Mixing Function and Apparatus Elements in a Patent Claim Creates Invalid Claim

The Court of Appeals for the Federal Circuit affirmed a summary judgment for invalidity due to indefiniteness under Section 112 ¶ 2 because patentee’s apparatus claim included a method step. Rembrandt Data Tech. LP v. AOL, LLC, Case No. 2010-1002 (Fed. Cir. April 18, 2011) (available here).

Patentee Rembrandt’s apparatus claim covered a data transmitting device or modem using a data processing algorithm but the apparatus claim ended with an element “transmitting the trellis encoded frames” which did not include the Section 112 ¶ 6 prefatory “means for” language. Rembrandt argued that the court should amend or construe the “transmitting” claim limitation to be a “transmitter section for” which, if approved, would bring the claim limitation within the scope of the statutory “means plus function” provisions of 35 U.S.C. § 112 ¶ 6. The Federal Circuit, in affirming the trial court’s finding of invalidity due to claim indefiniteness under § 112, rejected Rembrandt’s claim revision argument and “held that ‘reciting both an apparatus and a method of using that apparatus renders a claim indefinite under Section 112, paragraph 2.’” Rembrandt, slip opn. pg. 15, citing IPXL Holdings, L.L.C. v. Amazon.com, Inc., 430 F.3d 1377, 1384 (Fed. Cir. 2005) and Ex parte Lyell, 17 U.S.P.Q.2d 1548 (B.P.A.I. 1990).

The Patent Statute permits a patentee to use “functional method” language in an apparatus or system claim to cover structural items performing the function if those items are adequately described in the patent specification. “An element in a claim for a combination may be expressed as a means or step for performing a specified function without the recital of structure, material, or acts in support thereof, and such claim shall be construed to cover the corresponding structure, material, or acts described in the specification and equivalents thereof.” 35 U.S.C. § 112 ¶ 6.

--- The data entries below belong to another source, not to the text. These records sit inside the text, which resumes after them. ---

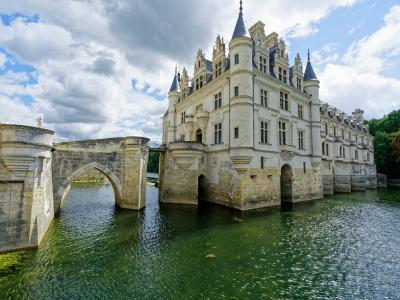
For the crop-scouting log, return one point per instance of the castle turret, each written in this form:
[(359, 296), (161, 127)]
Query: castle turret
[(311, 86), (358, 114), (241, 89), (173, 99)]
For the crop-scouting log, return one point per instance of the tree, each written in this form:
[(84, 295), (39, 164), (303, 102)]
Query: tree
[(381, 146), (394, 170)]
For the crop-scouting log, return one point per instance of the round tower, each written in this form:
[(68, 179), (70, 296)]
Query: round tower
[(173, 98), (311, 86), (241, 85)]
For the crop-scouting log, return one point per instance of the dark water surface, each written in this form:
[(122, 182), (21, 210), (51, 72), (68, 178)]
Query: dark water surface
[(346, 246)]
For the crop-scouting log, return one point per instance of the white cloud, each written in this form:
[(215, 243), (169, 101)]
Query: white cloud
[(87, 52), (3, 60), (358, 80)]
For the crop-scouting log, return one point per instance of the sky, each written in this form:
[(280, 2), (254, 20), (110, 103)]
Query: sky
[(103, 68)]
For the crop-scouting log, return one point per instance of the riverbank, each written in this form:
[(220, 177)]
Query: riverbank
[(344, 246)]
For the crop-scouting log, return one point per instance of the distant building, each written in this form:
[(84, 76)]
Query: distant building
[(247, 129)]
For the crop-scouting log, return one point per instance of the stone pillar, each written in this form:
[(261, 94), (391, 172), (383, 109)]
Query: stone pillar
[(358, 183), (26, 193), (179, 173), (134, 177)]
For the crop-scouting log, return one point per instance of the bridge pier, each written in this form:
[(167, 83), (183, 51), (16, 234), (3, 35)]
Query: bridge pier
[(26, 192), (122, 160)]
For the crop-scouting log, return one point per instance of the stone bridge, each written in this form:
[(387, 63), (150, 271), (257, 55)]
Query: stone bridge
[(122, 160), (36, 174)]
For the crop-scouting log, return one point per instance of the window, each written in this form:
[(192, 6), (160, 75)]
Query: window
[(218, 100), (300, 111), (284, 103), (264, 98), (236, 91), (263, 64), (218, 133), (282, 133), (218, 69), (299, 83), (236, 59), (264, 132), (301, 139)]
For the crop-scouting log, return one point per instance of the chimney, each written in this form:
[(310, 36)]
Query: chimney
[(358, 114)]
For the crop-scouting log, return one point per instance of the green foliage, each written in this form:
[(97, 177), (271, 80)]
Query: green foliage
[(388, 124), (395, 154), (387, 143), (381, 146), (153, 163)]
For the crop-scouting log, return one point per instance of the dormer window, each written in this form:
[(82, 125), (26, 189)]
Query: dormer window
[(236, 59), (299, 84), (284, 101), (218, 69), (282, 74), (263, 64)]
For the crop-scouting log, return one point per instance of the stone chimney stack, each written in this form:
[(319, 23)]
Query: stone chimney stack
[(358, 114)]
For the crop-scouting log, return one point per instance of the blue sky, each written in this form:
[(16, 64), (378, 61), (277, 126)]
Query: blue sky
[(95, 69)]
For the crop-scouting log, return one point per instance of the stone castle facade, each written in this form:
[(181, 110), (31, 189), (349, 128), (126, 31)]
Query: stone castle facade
[(248, 130)]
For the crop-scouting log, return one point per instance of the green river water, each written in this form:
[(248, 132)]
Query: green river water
[(341, 247)]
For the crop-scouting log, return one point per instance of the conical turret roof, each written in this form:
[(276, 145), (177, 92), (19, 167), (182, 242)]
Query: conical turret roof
[(309, 74), (240, 28), (175, 83)]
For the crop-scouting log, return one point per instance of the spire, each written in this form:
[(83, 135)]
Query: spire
[(175, 82), (309, 74), (240, 28)]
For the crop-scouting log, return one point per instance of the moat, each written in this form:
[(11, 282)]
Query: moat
[(345, 246)]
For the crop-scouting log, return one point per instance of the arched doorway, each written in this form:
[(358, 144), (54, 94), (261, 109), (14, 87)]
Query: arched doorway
[(66, 185), (199, 136), (286, 183), (202, 188)]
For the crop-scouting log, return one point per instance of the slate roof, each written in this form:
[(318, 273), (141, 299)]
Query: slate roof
[(175, 84), (240, 28)]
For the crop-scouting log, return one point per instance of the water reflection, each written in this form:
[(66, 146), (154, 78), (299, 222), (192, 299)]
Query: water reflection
[(345, 246)]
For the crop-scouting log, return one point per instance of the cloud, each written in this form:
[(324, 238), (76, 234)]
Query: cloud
[(357, 80), (87, 53), (3, 60)]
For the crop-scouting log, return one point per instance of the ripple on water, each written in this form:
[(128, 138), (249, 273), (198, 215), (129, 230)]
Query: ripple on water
[(346, 246)]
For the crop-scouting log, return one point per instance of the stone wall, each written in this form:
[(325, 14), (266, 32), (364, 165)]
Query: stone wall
[(26, 206), (307, 185), (180, 168), (122, 160)]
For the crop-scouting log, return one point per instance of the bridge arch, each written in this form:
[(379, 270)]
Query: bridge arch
[(64, 188)]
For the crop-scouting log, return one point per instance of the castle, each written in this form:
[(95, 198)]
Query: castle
[(250, 131)]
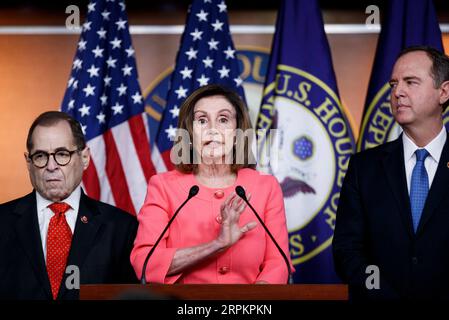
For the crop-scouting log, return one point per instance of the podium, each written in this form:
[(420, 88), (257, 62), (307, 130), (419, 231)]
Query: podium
[(214, 292)]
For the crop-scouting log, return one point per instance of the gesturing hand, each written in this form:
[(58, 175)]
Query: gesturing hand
[(231, 210)]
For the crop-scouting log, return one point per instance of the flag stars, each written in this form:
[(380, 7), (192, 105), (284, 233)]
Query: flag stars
[(229, 52), (111, 62), (202, 16), (104, 99), (127, 70), (82, 45), (238, 81), (71, 104), (105, 14), (203, 80), (224, 72), (130, 51), (213, 44), (86, 25), (196, 34), (107, 81), (181, 92), (137, 98), (121, 90), (217, 25), (174, 112), (91, 7), (120, 24), (102, 33), (84, 110), (116, 43), (222, 6), (93, 72), (98, 52), (89, 90), (191, 53), (117, 108), (77, 64), (208, 62), (101, 117), (171, 132), (186, 73)]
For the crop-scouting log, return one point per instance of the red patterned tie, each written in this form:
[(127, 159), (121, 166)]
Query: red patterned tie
[(59, 238)]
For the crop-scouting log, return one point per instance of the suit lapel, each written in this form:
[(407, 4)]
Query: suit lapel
[(27, 228), (438, 188), (88, 224), (393, 164)]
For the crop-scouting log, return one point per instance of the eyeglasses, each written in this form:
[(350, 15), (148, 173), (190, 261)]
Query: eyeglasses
[(61, 157)]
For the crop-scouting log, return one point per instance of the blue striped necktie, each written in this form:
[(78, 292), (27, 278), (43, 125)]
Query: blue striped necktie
[(419, 187)]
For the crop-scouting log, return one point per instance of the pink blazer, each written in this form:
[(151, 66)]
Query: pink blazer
[(254, 257)]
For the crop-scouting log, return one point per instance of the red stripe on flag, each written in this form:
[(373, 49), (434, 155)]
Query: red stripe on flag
[(116, 175), (166, 157), (91, 182), (140, 138)]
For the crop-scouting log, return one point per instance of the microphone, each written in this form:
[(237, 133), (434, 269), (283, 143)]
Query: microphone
[(241, 193), (192, 192)]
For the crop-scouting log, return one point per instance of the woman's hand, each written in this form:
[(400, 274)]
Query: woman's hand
[(231, 210)]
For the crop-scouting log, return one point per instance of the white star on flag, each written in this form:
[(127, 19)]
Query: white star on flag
[(127, 70), (186, 73), (121, 90), (118, 108), (84, 110), (171, 132), (191, 53), (229, 53), (101, 117), (181, 92), (137, 98), (202, 16), (89, 90), (98, 52), (115, 43), (93, 72), (217, 25), (213, 44), (203, 80), (208, 62), (224, 72)]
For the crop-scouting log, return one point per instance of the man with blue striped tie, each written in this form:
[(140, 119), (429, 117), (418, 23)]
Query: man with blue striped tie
[(394, 205)]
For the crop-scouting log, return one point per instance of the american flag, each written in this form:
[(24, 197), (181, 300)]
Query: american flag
[(103, 94), (206, 55)]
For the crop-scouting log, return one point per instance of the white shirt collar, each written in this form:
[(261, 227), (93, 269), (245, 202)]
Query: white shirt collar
[(434, 147), (73, 200)]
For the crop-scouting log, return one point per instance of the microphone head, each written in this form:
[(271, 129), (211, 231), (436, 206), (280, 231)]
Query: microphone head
[(240, 192), (193, 191)]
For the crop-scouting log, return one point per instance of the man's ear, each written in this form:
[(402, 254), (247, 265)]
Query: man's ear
[(85, 157), (27, 160), (444, 92)]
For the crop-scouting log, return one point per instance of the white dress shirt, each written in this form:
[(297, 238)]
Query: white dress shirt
[(434, 147), (44, 214)]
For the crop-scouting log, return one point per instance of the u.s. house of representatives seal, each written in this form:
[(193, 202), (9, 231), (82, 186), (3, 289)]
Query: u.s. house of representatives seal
[(308, 153)]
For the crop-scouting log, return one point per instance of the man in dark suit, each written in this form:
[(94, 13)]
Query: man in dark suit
[(57, 233), (394, 205)]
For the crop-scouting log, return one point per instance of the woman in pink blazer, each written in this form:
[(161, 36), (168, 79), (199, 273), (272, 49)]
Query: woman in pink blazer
[(215, 238)]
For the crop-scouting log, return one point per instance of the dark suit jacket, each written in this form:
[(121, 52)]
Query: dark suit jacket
[(100, 248), (374, 227)]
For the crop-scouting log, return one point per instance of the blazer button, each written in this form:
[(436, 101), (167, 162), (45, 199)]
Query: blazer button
[(223, 270), (219, 194)]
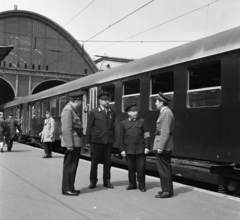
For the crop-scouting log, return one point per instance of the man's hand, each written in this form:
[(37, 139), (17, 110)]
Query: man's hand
[(146, 151), (123, 153)]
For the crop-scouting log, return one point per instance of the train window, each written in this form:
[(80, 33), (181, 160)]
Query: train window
[(62, 103), (111, 90), (45, 107), (163, 82), (38, 110), (204, 85), (53, 107), (93, 98), (131, 93)]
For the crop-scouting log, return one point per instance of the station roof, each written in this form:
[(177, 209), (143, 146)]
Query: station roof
[(4, 51)]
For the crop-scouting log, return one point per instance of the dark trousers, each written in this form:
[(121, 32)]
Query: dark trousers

In general, Rembrandt’s claim covered a modem. A modem is “a communications device that enables a computer to transmit information over a standard telephone line.” The ’236 patent, entitled “Fractional Rate Modem with Trellis,” describes a modem utilizing both the “fractional rate encoding” technique for more rapidly transferring data and the “trellis encoding” technique for reducing errors in data transmission. (patent available here).

The Court’s attention was directed to claim 3. The first four elements of claim 3 of the ’236 patent recite apparatus elements: buffer means, fractional encoding means, second buffer means, and trellis encoding means. The final element is a method: “transmitting the trellis encoded frames.” Claim 3 of the ’236 patent reads:

3. A data transmitting device for transmitting signals corresponding to an incoming stream of bits, comprising: first buffer means for partitioning said stream into frames of unequal number of bits and for separating the bits of each frame into a first group and a second group of bits; fractional encoding means for receiving the first group of bits of each frame and performing fractional encoding to generate a group of fractionally encoded bits; second buffer means for combining said second group of bits with said group of fractionally encoded bits to form frames of equal number of bits; trellis encoding means for trellis encoding the frames from said second buffer means; and transmitting the trellis encoded frames.

’236 patent col.6 ll.1-24, (emphasis added).